Why it matters: The government is tech's biggest buyer, and companies will now have to weigh content decisions with the whims of the Trump administration.
Driving the news: Trump signed the executive order during an event hosted by the Hill & Valley Forum and the All-In podcast that featured Commerce Secretary Howard Lutnick, Treasury Secretary Scott Bessent, Nvidia CEO Jensen Huang and other big names.
- Earlier in the day, the White House unveiled its AI action plan.
- The executive order says the government can only procure "neutral" and "not biased" technology.
What they're saying: "The American people do not want woke Marxist lunacy in the AI models, and neither do other countries," Trump said.
- "I encourage all American companies to join us in rejecting poisonous Marxism in our technology."
- The EO states that "while the Federal Government should be hesitant to regulate the functionality of AI models in the private marketplace, in the context of Federal procurement, it has the obligation not to procure models that sacrifice truthfulness and accuracy to ideological agendas."
The EO states that the agency heads should only procure LLMs developed in what it calls "unbiased AI principles" of "truth-seeking" and "ideological neutrality."
- The EO defines truth-seeking as LLMs "that prioritize historical accuracy, scientific inquiry, and objectivity, and shall acknowledge uncertainty where reliable information is incomplete or contradictory."
- Ideological neutrality's definition states that LLMs "shall be neutral, nonpartisan tools that do not manipulate responses in favor of ideological dogmas such as DEI. Developers shall not intentionally encode partisan or ideological judgments into an LLM's outputs unless those judgments are prompted by or otherwise readily accessible to the end user."
The OMB director has 120 days to issue guidance to agencies to implement this EO.
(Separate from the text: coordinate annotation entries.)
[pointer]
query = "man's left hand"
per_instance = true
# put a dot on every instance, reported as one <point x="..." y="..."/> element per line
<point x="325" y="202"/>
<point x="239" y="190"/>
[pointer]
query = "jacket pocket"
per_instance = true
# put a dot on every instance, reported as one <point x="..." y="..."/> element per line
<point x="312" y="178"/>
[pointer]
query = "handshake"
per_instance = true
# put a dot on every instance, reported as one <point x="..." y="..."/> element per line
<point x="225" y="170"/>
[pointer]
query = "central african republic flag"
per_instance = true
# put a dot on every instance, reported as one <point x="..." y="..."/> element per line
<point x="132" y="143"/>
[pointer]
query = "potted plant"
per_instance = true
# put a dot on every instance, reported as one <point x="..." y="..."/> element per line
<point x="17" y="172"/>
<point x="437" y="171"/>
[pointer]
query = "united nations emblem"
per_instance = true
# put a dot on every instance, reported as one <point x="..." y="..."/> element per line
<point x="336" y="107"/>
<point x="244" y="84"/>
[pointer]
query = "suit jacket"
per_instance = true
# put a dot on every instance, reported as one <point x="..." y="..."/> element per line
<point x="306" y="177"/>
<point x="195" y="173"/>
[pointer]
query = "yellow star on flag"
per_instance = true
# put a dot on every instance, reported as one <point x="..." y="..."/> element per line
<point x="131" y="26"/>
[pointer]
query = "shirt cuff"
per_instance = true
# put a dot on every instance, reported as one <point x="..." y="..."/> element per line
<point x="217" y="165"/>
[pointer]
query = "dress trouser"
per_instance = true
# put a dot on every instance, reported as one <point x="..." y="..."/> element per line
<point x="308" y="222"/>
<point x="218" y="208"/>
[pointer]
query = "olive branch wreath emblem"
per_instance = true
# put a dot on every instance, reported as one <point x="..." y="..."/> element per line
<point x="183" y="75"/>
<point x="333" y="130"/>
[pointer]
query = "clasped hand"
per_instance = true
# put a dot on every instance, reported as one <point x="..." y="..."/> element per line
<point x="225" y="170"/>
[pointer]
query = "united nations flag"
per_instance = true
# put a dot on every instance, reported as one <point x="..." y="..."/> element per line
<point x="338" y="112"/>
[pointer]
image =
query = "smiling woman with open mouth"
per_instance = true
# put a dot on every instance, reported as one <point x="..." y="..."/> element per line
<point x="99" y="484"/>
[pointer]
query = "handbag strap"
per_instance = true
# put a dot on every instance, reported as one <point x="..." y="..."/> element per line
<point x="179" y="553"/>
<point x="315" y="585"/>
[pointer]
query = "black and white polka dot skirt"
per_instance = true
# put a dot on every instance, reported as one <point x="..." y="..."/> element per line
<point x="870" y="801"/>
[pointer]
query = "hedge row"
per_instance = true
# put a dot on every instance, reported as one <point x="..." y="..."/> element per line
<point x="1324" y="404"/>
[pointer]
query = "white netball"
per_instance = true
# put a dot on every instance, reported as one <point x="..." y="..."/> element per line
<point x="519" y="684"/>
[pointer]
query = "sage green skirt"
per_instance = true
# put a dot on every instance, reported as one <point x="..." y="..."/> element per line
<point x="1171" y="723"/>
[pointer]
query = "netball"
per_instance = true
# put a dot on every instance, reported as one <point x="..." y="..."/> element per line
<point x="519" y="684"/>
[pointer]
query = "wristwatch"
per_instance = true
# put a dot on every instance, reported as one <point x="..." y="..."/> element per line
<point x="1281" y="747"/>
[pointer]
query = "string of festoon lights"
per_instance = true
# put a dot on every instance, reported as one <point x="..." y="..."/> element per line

- It allows for exceptions in the case of national security.
The executive order was designed by AI czar David Sacks and senior AI White House policy adviser Sriram Krishnan.
- Sacks on a Wednesday call with reporters said GSA will put together contractual language stating that LLMs procured by the federal government "would abide by a standard of truthfulness, of seeking accuracy and truthfulness, and not sacrificing those things due to ideological bias."
- The AI action plan recommended that federal procurement guidelines be updated to only allow contracts with LLM developers "who ensure that their systems are objective and free from top-down ideological bias."
- Sacks said that "really DEI is the main one."
Flashback: Trump during his first term signed an executive order requiring government agencies to review whether advertising and marketing dollars were being spent on platforms engaging in alleged censorship.
- In Trump's second term, companies like Meta and X have pushed for what they call free expression, getting rid of fact checkers and watering down content moderation policies.
The other side: "Demanding that developers refrain from 'ideological bias' or be 'neutral' in their models is an impossible, vague standard that the Administration will be able to weaponize for its own ideological ends," the Center for Democracy and Technology said.
- The Supreme Court has also ruled that the government can't use its spending authority to control contractors' speech outside the scope of the contract, CDT noted.
The intrigue: Companies with wide-ranging content moderation practices have so far secured Defense Department contracts.
- xAI, whose owner Elon Musk champions virtually no guardrails on online speech, recently secured up to a $200 million Department of Defense contract, as did Google, Anthropic, and OpenAI.
What we're watching: The Trump administration will have to balance its push to combat alleged ideological bias along with its goal of ensuring U.S. tech stays globally competitive.